My Time In Kutch Told Me The Truth About Participation Of Women In Panchayats

by | Apr 3, 2022

“The struggle of fulfilling my official duties is a tussle between us women and the male ego.”

After conducting a recent interview with a female Sarpanch, it became quite clear that the issue of participation and representation of women runs deeper than one can imagine. The complexity of this features various factors which play a key role in dampening the participation of women. The focus of our enquiries lies in answering, why are women unable to grow into their positions of authority and power in the local governance system?

The Indian political scenario is such that children become aware of politics from a young age through the politicians that are covered by the media. As children, we do not know or understand the inner workings of the State, yet we start recognizing those who run the show.

When I was a child, there were very few instances, if ever, when a female leader made the headlines or was a part of the prime-time news. It was clear to my juvenile self that there is an acute lack of depth in the lineup of female political leaders in my country.

Although India can be credited with having its first female Prime Minister before countries like the UK, France and U.S.A., a more nuanced view reveals that actual women representation has been low across all tiers of politics. For instance, the proportion of female parliamentarians has improved from an initial 5% (1st Lok Sabha) to 14.94% (17th Lok Sabha), this number still pales in comparison to countries like Bangladesh, South Africa, and the UK. An underlying effect of this gender gap is the barrier that it erects in the minds of young girls.

As far as politics is concerned it has become a career that is dominated by men and has lacked the participation as well as representation of women. My interest in this particular issue grew when I started working with SETU Abhiyan, an NGO that works in the domain of local governance in Kutch, Gujarat. My organization works very closely with Panchayats and women in all forms like; training, capacity building, formation of Mahila Juth (groups), etc. The work done in the organization in the past provided me with a context of information, resources, and the ability to see the inner workings of Panchayati Raj up close.

How Can We Make The Best Use Of Affirmative Action?

When talking about local governance or the rural communities, the role played by the 73rd Amendment Act is necessary to examine. The Act mandated 1/3rd reservation for women out of all seats, as a way to increase women participation.

In many states like Gujarat, Bihar and Himachal Pradesh, this reservation for women has increased to 50% and the aim is to bring women to the forefront in the executive role. In theory, this reservation and the policy sounds just, as one cannot fault it due to its nature and objective.
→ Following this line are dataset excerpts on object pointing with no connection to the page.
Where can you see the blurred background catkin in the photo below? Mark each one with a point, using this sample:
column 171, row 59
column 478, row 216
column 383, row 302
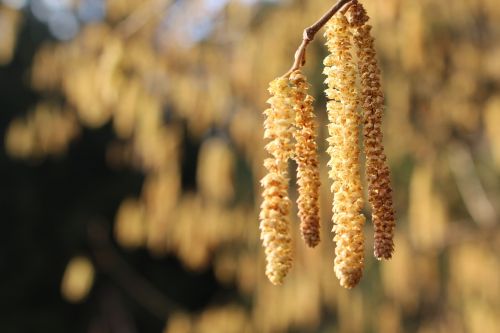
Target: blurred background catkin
column 132, row 149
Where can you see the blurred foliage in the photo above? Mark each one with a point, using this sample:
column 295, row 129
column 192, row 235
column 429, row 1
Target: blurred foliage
column 151, row 116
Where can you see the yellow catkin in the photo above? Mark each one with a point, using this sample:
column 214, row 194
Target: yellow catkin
column 372, row 102
column 343, row 129
column 306, row 157
column 274, row 220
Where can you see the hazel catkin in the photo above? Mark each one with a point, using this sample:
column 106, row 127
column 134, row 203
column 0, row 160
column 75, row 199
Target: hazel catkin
column 372, row 103
column 306, row 157
column 343, row 129
column 274, row 220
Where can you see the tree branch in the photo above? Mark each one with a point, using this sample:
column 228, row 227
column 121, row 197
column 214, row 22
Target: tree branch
column 310, row 32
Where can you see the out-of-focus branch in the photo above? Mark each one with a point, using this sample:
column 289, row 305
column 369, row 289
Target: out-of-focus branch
column 310, row 32
column 139, row 18
column 473, row 194
column 110, row 262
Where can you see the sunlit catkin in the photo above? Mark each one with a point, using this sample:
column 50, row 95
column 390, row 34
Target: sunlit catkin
column 343, row 149
column 306, row 157
column 274, row 221
column 372, row 102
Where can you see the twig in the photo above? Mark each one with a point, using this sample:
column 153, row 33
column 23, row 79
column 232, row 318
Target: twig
column 310, row 32
column 108, row 260
column 474, row 195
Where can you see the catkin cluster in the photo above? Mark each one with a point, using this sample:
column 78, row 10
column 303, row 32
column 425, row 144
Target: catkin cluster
column 355, row 101
column 343, row 130
column 291, row 131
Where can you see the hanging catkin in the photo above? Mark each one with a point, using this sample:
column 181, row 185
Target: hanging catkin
column 306, row 156
column 343, row 149
column 372, row 102
column 274, row 220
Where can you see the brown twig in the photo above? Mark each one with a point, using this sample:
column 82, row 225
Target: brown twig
column 310, row 32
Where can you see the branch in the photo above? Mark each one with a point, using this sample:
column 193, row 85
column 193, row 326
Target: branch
column 310, row 32
column 137, row 287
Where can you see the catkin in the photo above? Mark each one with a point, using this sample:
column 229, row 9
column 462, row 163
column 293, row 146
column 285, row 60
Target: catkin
column 372, row 102
column 306, row 157
column 274, row 220
column 343, row 129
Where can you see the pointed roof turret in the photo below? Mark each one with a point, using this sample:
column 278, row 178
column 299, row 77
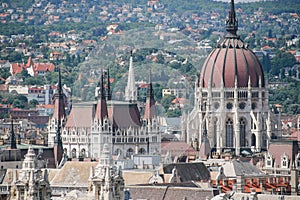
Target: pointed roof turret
column 108, row 92
column 59, row 113
column 12, row 138
column 101, row 109
column 131, row 90
column 59, row 104
column 150, row 111
column 231, row 21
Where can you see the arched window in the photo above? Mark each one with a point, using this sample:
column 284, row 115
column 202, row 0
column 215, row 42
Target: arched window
column 229, row 133
column 129, row 152
column 118, row 152
column 74, row 153
column 243, row 132
column 142, row 151
column 253, row 140
column 83, row 154
column 215, row 131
Out of the approximate 3.1 million elected representatives in Panchayati Raj Institutions, women elected representatives are 1.3 million, approximately 45% of the total number.

The provision of reservation for women is a great starting step but how is their active participation ensured?

Encouraging women, acknowledging their needs, their position and role in society should be reassessed. Representational image.

There is a need for proper implementation of provisions, keeping in mind the intersectionality that exists in women’s lives. The numbers pertaining to reservation may look good but the ground reality is far less optimistic. Encouraging women, acknowledging their needs, their position and role in society should be reassessed.

From my personal experience, I can share that many women are restricted in the choices they are able to make because of the prevailing societal attitudes. We are mostly discouraged from making bold moves or taking risks and working in local governance made me think deeper about women’s representation and participation in a sector that is male-dominated.

By giving reservation of seats to women we took one step forward but by undermining and excluding the elected women, especially those who work actively for their people and Panchayats, we take a few steps back.

Barriers And Challenges Faced By Women In Panchayati Raj Institutions

The concern that arises here though is whether the essence of the increased participation and the objective of the 73rd Amendment Act is being ensured. What we need to take a deeper look at, is what problems are faced by women who are a part of the Panchayats and what hinders their role from being an active one.

Women attending the special Gram Sabha. Kabza Gram Panchayat, District Dungarpur, Rajasthan
Women attending the special Gram Sabha. Kabza Gram Panchayat, District Dungarpur, Rajasthan. Credit: UN Women/Gaganjit Singh, Flickr CC BY-NC-ND 2.0.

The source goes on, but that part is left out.